The second function, getAttachmentFileName is where things start to drift off the rails. You see, if you just used the Asterisk naming convention in this code, you could just grab the file you needed. But that would mean encoding the specific vendor's naming convention into this method, which the developer didn't want to do. So instead, the code scans every file in two directories to see if one of them is the "correct" filename.

But it's the third method, isCorrectFileName where things really lose control. First, we calculate the $suffix, which is the message number combined with the file extension, e.g. 123.wav. We attempt to find that substring in the filename, and if it exists, we strip it out, along with msg. Finally, if it's a numeric value and equal to zero, we've found the correct filename.

There are so many things going wrong here. First, this hasn't really abstracted out the Asterisk filename convention anyway, so the entire goal of making this super abstract was missed. But the Asterisk file naming convention allows for up to 10,000 files (0000-9999), while this developer's approach only supports 1,000.

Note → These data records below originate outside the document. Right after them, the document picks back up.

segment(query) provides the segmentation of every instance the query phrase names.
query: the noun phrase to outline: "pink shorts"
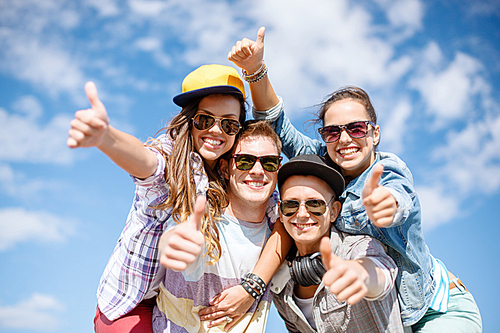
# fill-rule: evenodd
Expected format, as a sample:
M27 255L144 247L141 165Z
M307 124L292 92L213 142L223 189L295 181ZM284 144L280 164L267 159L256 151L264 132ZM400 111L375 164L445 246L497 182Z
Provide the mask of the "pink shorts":
M99 310L94 318L94 330L96 333L153 333L153 308L156 298L143 300L126 315L113 321Z

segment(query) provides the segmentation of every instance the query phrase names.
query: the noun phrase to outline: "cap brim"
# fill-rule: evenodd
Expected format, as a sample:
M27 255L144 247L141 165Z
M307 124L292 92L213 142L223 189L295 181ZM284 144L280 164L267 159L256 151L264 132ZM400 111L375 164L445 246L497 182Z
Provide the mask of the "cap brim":
M339 197L344 191L344 177L334 168L315 161L289 161L278 172L278 189L291 176L315 176L327 183Z
M235 94L243 97L241 90L233 86L213 86L191 90L174 97L174 103L180 107L185 107L193 99L204 97L212 94Z

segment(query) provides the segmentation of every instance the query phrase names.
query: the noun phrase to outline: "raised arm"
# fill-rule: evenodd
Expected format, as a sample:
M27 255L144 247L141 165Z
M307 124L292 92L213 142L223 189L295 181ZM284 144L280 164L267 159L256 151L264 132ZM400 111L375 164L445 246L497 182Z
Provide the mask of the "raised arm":
M251 76L262 69L264 35L265 28L261 27L255 41L244 38L236 42L227 56L236 66L244 69L247 75ZM283 153L288 158L302 154L323 155L326 153L326 148L321 141L311 139L299 132L286 117L283 102L276 95L268 74L256 82L248 82L248 85L252 94L254 118L271 122L283 143Z
M264 36L266 28L261 27L255 41L248 38L236 42L227 55L227 59L246 71L248 75L257 73L264 65ZM247 81L248 82L248 81ZM265 111L278 104L269 76L265 75L256 82L248 82L252 94L253 107Z
M205 204L205 197L198 196L194 206L194 213L189 219L166 231L161 236L158 249L160 264L163 267L183 271L201 254L204 237L199 229L205 212Z
M85 93L90 109L75 113L67 145L70 148L97 147L123 170L137 178L147 178L157 167L156 155L134 136L109 125L104 104L93 82L87 82Z
M386 288L386 273L370 258L344 260L332 253L330 239L320 244L325 269L323 282L339 301L356 304L364 297L376 299Z

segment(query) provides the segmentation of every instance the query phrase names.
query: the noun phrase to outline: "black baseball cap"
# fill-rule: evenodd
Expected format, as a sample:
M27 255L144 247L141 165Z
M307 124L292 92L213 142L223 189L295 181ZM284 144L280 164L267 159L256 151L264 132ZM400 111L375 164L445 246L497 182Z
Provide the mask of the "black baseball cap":
M278 188L281 189L285 180L296 175L318 177L332 188L337 198L345 188L344 177L328 156L305 154L291 158L278 171Z

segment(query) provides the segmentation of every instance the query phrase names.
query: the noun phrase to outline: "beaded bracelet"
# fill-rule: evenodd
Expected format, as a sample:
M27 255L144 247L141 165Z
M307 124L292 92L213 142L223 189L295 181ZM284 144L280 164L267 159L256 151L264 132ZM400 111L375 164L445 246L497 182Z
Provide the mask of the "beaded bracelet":
M252 296L254 299L259 298L260 295L255 290L253 290L252 287L250 287L250 284L248 282L243 281L240 284L243 287L243 289L245 289L247 293L249 293L250 296Z
M267 75L267 71L268 71L268 69L267 69L267 67L266 67L266 68L264 68L264 70L263 70L261 73L259 73L259 75L258 75L258 76L256 76L255 78L252 78L252 79L249 79L249 78L244 78L244 79L245 79L245 81L247 81L248 83L255 83L255 82L258 82L258 81L262 80L262 78L264 78L264 76L266 76L266 75Z
M260 65L259 69L253 72L252 74L248 74L247 71L244 69L241 69L241 72L243 73L244 77L253 78L254 76L257 76L260 72L262 72L264 70L264 67L266 67L266 64L264 63L264 61L262 61L262 64Z
M258 285L260 285L260 287L263 290L266 290L266 284L265 284L264 280L262 280L258 275L253 274L253 273L247 273L245 275L245 278L250 279L250 280L254 280Z
M241 286L245 289L254 299L259 298L266 291L266 284L257 275L248 273L243 277Z
M252 74L248 74L246 70L242 69L241 72L243 74L243 79L248 83L255 83L260 81L264 76L267 75L268 68L264 61L262 61L262 65L260 68Z

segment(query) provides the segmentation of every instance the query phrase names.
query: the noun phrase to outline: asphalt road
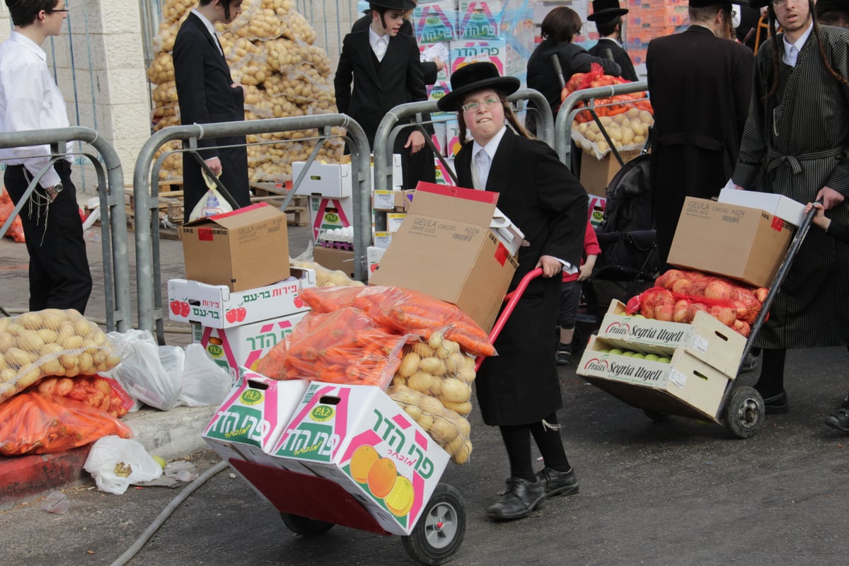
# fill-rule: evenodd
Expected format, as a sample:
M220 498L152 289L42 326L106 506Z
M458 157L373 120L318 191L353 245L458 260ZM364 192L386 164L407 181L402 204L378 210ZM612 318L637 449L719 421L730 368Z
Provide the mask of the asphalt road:
M849 552L849 437L822 424L846 394L842 348L788 356L787 415L742 440L724 427L681 417L649 420L562 368L560 418L578 495L519 521L486 509L503 488L498 431L472 413L475 452L443 481L465 498L468 530L453 563L835 564ZM751 381L753 376L744 377ZM193 457L200 469L214 452ZM67 490L70 510L39 502L0 513L0 563L110 564L177 494L166 488L101 494ZM398 536L344 527L303 538L229 468L183 502L130 563L136 564L412 564Z

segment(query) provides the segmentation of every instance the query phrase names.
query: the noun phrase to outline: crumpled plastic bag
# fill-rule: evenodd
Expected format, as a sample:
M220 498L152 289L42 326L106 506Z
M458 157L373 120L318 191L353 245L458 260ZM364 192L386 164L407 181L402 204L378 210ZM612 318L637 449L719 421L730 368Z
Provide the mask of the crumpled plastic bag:
M173 354L166 360L169 371L163 365L160 346L149 331L130 329L125 333L110 332L108 336L121 351L121 361L102 375L117 379L131 397L150 406L162 411L177 406L183 373L178 366L183 361L177 358L176 352L167 349L161 352L166 357L169 351Z
M210 358L200 344L189 344L178 401L188 406L221 405L230 392L230 374Z
M130 486L162 475L162 468L135 440L104 436L92 445L83 468L92 474L98 489L120 496Z

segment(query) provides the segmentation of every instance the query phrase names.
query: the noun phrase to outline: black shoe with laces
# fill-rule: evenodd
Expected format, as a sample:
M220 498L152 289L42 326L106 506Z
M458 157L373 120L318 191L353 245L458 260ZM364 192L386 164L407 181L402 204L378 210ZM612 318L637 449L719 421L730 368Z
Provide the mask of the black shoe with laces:
M537 479L545 485L545 496L571 496L578 492L578 479L575 468L560 472L553 468L543 468L537 474Z
M544 501L545 486L543 482L508 478L507 491L486 510L486 514L496 521L521 518L540 507Z
M849 409L837 409L837 412L825 417L825 423L849 434Z
M560 342L557 345L557 365L568 366L572 361L572 345Z

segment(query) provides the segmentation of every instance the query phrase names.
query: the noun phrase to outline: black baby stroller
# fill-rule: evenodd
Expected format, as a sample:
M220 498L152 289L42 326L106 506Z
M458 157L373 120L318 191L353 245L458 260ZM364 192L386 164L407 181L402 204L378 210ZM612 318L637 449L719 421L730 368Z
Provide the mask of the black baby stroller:
M654 285L658 255L652 220L649 179L649 144L626 163L606 190L604 220L595 229L601 255L593 276L583 283L583 300L578 309L575 345L585 345L599 328L610 300L622 302ZM573 351L573 356L580 352Z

Say the filename is msg1234.wav. We calculate the suffix, 1234.wav, and remove that from the string, leaving msg. We then script the prefix, leaving an empty string. According to is_numeric, an empty string is not numeric.

This bug was discovered, of course, when the system started believing new voicemails stopped existing. But not right away, there were a few days of confused and angry users who perhaps were puzzled about why they weren't getting new voicemails, but weren't sure what to make of it.

Mike decided the easiest fix was to take the risk of tightly coupling to Asterisk's filename convention and just load the file directly, without scanning any directories.